ルシールは最近、おしゃれすることを心掛けていた。襟に刺繍があるブラウスを着たり、ブローチやリボンをあしらったりする。長い髪をハーフアップにする後頭部にもリボンや花の飾りをつけるようにしている。
そして、ベルベットの暖かいコートを着て家を出る。
ひとり暮らしを始めたころは、鍵の開け閉めをするのにもどきどきした。
待ち合わせをしたカフェに入ると、すでにリオンが先に座っていて、片手を軽く上げて合図を送ってきた。
「似合うね、その服の色」
コートを脱ぐのを手伝ってくれながらそう言う。
「———ありがとう」
リオンは折に触れてルシールを褒める。なんだか、自分が素晴らしい人間に思えて来るから不思議だ。
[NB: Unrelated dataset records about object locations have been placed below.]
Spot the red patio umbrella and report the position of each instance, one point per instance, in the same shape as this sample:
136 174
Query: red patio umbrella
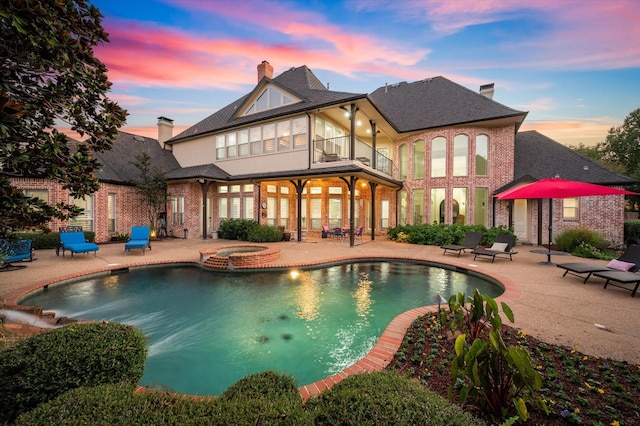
558 188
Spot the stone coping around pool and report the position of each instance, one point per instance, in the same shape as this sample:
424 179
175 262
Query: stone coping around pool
375 360
258 258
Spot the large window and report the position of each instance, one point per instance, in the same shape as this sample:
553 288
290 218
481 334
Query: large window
482 155
177 210
418 159
437 205
459 206
480 207
461 155
335 212
270 98
439 157
43 194
418 206
84 219
570 208
402 207
403 159
284 212
111 212
384 214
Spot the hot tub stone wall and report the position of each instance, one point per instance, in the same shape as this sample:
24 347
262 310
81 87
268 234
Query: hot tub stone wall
240 260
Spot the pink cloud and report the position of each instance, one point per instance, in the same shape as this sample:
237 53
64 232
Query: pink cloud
588 131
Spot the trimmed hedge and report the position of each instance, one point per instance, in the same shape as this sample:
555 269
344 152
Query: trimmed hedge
50 240
441 234
385 398
262 398
44 366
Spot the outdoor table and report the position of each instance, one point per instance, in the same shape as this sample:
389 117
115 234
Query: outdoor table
549 253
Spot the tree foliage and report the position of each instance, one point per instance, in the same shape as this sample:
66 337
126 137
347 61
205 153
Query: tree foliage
49 75
622 147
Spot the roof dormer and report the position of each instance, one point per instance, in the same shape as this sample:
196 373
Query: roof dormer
269 97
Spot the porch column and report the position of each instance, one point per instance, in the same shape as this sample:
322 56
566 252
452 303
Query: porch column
351 184
374 157
373 187
299 186
204 184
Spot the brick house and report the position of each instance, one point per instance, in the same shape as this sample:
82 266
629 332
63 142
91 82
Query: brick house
293 153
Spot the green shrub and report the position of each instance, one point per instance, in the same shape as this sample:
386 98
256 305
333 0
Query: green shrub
569 239
44 366
264 234
236 229
632 231
253 400
500 379
441 234
384 398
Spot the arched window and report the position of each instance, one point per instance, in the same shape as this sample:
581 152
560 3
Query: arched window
461 155
482 155
418 159
439 157
403 159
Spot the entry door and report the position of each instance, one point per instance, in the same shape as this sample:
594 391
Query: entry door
521 220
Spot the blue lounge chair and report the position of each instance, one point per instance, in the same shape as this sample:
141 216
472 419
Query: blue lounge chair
76 243
140 238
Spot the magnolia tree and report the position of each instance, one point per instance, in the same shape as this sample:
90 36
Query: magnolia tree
49 75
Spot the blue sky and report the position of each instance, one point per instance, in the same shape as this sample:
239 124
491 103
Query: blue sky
574 65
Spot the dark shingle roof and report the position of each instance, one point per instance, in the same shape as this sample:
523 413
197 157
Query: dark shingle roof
117 163
540 157
207 171
436 102
300 81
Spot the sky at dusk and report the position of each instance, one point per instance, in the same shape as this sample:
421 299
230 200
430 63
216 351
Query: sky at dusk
574 65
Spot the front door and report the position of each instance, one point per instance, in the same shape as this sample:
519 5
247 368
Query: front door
521 221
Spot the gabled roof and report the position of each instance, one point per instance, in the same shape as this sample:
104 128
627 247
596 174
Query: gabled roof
117 163
540 157
437 102
205 171
300 81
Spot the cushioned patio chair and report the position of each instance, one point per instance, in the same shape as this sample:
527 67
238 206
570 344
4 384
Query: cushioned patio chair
140 238
620 277
76 243
628 261
471 241
502 247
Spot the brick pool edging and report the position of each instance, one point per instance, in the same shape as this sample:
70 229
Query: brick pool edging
375 360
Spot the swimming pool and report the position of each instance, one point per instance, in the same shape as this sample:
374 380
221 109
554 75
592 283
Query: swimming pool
209 329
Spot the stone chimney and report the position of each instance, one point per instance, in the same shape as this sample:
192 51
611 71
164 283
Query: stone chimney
165 130
264 70
487 90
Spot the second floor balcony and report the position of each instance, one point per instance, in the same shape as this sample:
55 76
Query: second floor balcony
339 149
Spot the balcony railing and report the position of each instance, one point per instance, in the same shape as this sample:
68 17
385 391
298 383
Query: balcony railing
339 149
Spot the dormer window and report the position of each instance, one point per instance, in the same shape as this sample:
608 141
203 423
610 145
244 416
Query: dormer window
270 98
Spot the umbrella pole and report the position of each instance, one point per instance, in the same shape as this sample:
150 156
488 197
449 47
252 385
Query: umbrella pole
550 229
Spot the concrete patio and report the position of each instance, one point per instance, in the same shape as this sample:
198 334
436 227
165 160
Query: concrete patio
560 310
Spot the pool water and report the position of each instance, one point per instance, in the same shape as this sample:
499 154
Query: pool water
209 329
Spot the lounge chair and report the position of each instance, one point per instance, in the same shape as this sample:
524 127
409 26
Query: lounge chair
471 241
621 277
76 243
140 238
502 247
630 256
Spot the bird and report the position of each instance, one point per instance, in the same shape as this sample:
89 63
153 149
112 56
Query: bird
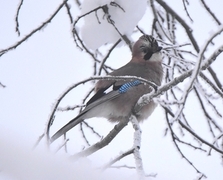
118 103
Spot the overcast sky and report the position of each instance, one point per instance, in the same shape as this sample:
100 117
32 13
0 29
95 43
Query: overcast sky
37 72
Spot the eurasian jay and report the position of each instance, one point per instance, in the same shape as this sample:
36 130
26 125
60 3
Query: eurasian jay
119 103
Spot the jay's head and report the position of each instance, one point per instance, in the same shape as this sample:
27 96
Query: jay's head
147 48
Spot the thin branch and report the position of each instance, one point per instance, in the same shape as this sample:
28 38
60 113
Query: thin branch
136 146
17 18
182 22
68 12
118 158
210 12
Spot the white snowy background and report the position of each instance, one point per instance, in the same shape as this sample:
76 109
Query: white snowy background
39 70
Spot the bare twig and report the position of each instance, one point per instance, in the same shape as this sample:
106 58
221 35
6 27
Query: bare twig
17 18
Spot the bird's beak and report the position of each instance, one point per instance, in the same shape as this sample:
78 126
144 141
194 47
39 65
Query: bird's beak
159 48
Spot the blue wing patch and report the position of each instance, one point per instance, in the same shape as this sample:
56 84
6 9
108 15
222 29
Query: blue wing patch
125 87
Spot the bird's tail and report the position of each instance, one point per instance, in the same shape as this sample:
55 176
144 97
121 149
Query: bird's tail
67 127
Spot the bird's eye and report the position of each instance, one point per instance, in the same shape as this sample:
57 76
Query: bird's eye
144 49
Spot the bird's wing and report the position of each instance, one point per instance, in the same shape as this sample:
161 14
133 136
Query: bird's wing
100 97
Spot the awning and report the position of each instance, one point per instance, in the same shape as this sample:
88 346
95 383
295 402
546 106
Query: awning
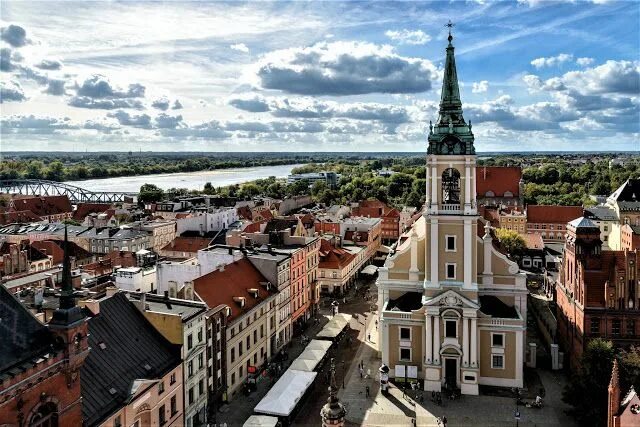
384 249
285 394
261 421
370 269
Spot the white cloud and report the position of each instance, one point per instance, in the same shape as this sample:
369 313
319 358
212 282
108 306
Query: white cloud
416 37
480 87
584 62
344 68
240 47
552 61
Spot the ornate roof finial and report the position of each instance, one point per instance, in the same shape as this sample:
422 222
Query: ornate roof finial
450 25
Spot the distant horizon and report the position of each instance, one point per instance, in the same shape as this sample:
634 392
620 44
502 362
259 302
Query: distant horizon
317 76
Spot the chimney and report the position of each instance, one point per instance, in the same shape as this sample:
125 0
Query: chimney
111 291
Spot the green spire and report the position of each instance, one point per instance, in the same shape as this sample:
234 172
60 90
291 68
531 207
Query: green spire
451 134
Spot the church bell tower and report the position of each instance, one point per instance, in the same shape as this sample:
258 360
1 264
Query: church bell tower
451 210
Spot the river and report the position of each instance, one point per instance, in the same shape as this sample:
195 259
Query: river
189 180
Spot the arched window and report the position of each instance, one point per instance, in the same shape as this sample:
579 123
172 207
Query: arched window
451 186
45 416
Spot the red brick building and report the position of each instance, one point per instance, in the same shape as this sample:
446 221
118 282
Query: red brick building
40 365
497 185
551 221
598 294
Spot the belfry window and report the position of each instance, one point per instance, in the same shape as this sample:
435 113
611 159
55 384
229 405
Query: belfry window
451 186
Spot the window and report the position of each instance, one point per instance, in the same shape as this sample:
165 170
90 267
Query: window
451 186
450 329
161 416
615 327
450 243
497 361
174 405
497 340
451 270
405 334
405 354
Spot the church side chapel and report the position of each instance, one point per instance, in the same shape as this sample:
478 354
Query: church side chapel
452 306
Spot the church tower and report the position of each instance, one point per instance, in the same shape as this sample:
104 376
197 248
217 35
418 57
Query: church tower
451 191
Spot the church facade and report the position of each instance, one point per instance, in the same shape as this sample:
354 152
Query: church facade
452 306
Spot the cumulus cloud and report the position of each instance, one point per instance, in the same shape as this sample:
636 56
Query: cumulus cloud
55 87
417 37
165 121
105 104
98 86
480 87
11 91
135 120
552 61
49 64
240 47
344 68
15 35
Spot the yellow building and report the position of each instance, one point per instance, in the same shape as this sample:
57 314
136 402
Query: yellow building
452 307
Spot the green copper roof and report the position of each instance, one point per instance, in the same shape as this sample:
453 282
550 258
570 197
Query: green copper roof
451 134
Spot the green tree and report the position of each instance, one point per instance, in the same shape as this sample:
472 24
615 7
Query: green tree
511 241
587 389
150 193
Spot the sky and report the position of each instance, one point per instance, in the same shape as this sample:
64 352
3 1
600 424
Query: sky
316 76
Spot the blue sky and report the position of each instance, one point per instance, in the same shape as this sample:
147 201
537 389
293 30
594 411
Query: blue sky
316 76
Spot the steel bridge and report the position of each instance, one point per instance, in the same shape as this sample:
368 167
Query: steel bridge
40 187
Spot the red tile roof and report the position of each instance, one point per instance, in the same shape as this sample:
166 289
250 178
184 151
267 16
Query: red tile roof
533 241
187 244
84 209
498 179
18 216
546 214
221 287
42 205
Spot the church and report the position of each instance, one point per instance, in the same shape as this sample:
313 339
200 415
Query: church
452 306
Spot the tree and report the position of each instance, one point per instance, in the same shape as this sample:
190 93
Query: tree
587 389
150 193
511 241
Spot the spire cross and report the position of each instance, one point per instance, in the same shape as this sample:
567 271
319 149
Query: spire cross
450 25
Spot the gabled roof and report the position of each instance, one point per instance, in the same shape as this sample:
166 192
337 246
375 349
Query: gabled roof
125 348
235 280
552 214
498 179
22 337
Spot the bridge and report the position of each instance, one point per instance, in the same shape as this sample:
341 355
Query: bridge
40 187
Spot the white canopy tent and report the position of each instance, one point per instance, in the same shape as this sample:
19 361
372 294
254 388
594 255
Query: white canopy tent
285 394
370 269
261 421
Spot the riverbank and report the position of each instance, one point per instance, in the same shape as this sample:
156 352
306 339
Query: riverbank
188 180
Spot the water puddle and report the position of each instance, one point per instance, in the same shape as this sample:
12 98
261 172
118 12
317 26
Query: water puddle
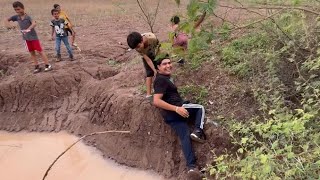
26 156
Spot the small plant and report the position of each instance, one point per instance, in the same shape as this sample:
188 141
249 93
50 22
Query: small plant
197 94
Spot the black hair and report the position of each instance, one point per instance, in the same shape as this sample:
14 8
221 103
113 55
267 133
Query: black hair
18 4
158 60
134 39
175 19
54 10
55 6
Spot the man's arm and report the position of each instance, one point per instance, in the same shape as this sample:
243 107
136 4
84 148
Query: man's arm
70 27
158 102
150 63
7 22
52 33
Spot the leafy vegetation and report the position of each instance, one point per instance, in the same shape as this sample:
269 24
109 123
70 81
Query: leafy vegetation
280 58
196 94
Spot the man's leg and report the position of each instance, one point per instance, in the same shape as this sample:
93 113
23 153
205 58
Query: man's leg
34 58
182 130
149 85
197 112
44 57
66 43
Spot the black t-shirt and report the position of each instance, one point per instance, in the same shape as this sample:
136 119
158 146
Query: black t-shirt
163 85
59 27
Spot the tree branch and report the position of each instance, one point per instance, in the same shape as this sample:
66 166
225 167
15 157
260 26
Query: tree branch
85 136
274 7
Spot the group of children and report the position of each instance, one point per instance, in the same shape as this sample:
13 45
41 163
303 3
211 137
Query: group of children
60 24
166 97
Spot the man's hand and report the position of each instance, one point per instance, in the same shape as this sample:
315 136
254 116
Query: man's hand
11 27
182 112
25 31
154 73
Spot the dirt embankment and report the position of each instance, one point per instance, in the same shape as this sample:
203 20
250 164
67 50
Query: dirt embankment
84 99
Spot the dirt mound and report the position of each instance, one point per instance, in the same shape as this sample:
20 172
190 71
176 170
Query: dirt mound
84 99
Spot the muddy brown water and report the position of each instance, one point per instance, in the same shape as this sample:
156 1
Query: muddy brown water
26 156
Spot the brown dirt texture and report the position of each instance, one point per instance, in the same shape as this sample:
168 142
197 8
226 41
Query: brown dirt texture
101 89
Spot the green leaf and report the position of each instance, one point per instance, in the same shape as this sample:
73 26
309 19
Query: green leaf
178 2
263 158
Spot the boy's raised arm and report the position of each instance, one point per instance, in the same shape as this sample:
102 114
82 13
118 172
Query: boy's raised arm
150 63
8 20
52 33
33 25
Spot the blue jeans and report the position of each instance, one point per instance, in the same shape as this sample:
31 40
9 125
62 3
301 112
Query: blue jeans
181 128
66 43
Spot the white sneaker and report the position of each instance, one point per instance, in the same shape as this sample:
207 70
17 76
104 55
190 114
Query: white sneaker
48 68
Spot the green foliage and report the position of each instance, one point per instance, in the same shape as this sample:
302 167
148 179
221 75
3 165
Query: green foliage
280 59
239 54
195 93
200 42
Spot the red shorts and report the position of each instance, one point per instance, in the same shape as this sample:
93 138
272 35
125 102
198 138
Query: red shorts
33 45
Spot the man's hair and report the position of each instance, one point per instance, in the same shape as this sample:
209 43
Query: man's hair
158 60
134 39
18 4
55 6
175 19
54 10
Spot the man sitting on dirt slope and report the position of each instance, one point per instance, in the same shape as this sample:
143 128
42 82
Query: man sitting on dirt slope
175 111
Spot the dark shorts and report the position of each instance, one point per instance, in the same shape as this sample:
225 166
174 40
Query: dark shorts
149 71
68 30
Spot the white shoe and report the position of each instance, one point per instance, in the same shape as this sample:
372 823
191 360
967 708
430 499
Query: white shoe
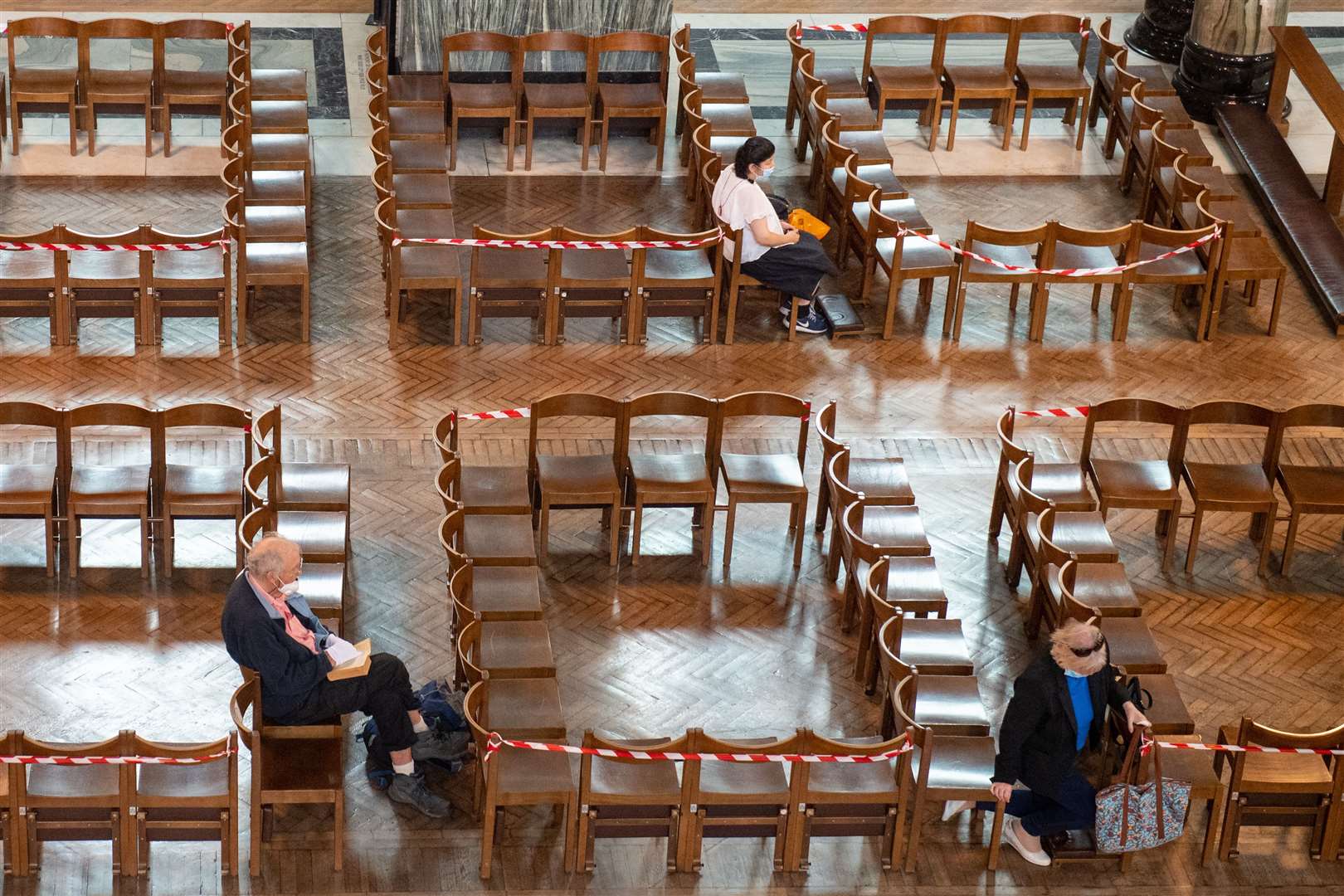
1034 856
955 807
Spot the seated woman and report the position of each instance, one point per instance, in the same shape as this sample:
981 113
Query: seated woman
1050 730
773 251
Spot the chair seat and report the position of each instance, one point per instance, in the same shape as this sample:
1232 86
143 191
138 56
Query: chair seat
936 646
518 645
1105 587
110 484
952 705
1135 480
168 783
73 782
635 782
676 473
1233 483
320 533
1131 644
1053 78
958 763
561 475
500 594
27 483
524 709
774 473
494 489
555 97
494 539
190 483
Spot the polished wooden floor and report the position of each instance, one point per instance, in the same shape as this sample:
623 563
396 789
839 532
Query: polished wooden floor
668 645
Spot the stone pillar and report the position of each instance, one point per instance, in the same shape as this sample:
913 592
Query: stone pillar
1229 54
1160 28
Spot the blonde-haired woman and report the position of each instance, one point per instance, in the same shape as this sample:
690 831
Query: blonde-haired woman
1053 720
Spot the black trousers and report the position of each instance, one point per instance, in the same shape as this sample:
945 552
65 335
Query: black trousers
385 694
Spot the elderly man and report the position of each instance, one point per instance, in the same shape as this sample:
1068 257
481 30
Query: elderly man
269 627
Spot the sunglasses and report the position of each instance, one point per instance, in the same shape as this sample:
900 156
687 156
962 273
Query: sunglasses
1088 652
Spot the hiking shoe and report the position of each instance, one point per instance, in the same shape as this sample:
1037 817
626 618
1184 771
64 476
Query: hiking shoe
435 746
411 790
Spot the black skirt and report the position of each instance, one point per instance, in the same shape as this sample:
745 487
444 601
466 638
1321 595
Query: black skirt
795 269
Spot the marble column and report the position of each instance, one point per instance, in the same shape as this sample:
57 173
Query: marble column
1160 28
1229 54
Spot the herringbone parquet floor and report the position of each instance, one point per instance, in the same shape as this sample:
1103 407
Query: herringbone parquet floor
668 645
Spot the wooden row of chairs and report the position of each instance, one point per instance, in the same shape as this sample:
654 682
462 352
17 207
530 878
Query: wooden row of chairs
129 805
158 89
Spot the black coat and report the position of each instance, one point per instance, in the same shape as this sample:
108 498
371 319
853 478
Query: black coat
1036 740
290 670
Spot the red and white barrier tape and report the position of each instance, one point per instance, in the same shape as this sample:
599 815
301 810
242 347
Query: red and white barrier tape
1057 411
113 247
555 243
113 761
1064 271
498 743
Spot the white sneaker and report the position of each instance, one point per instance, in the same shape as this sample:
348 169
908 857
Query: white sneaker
1034 856
955 807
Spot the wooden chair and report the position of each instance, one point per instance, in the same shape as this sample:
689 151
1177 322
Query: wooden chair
908 85
41 86
116 86
941 767
509 282
1018 247
290 765
577 481
1079 247
644 101
552 100
882 480
1283 790
105 492
199 490
34 284
765 479
69 802
195 284
481 489
1241 488
845 800
492 100
299 485
629 796
672 480
947 704
734 798
1057 82
186 802
592 282
105 284
676 282
32 490
983 82
1147 484
1308 488
188 88
516 778
491 539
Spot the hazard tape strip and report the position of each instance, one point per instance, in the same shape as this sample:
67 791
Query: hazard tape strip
1064 271
557 243
113 761
113 247
494 743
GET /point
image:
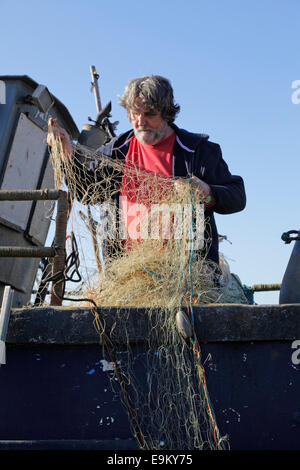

メニューを見ながらあれこれ話し合うのはリオンと飲食店に入ったときの楽しみのひとつだ。友だちともよくそうする。大体、ジャネットはルシールと同じくらい悩み、ライラは即座に決め、ネリーは熟考する。
ルシールは紅茶とチーズの橙花水がけを頼んだ。
橙花水はオレンジの花びらを水蒸気蒸留したものに砂糖を加えた、爽やかで甘いシロップだ。
「美味しそうだね」
「ひと口食べる?」
「うん」
ルシールは皿をリオンの方へ押しやろうとしたが、リオンはにっこり笑って口を開いた。
食べさせろというのを読み取って、一瞬躊躇した。
<海青石>のような瞳がまっすぐにルシールを見る。意識が吸い込まれそうになりながら、チーズを載せたフォークを差し出した。前のめりになってフォークを口に含むリオンとずっと視線が絡まったままで、思わずルシールは赤面する。指先から伝わって来るリオンの唇や口腔の感触にどぎまぎする。
「美味しい。濃厚なチーズがすいすい入りそうだ」
「そ、そうね」
ルシールは俯いてチーズをつついた。
「そう言えば、北の大陸で「モッツァレラチーズ」というのを食べたよ」
水牛の乳から作られるのが「モッツァレラ」で、これがなければピザはただのトマトパイでしかないと言われているという。七つ島のピザは、ハムスターに似た姿の牛の一種トニの乳でつくられるので、その地方の人からしたらトマトパイなのだろう。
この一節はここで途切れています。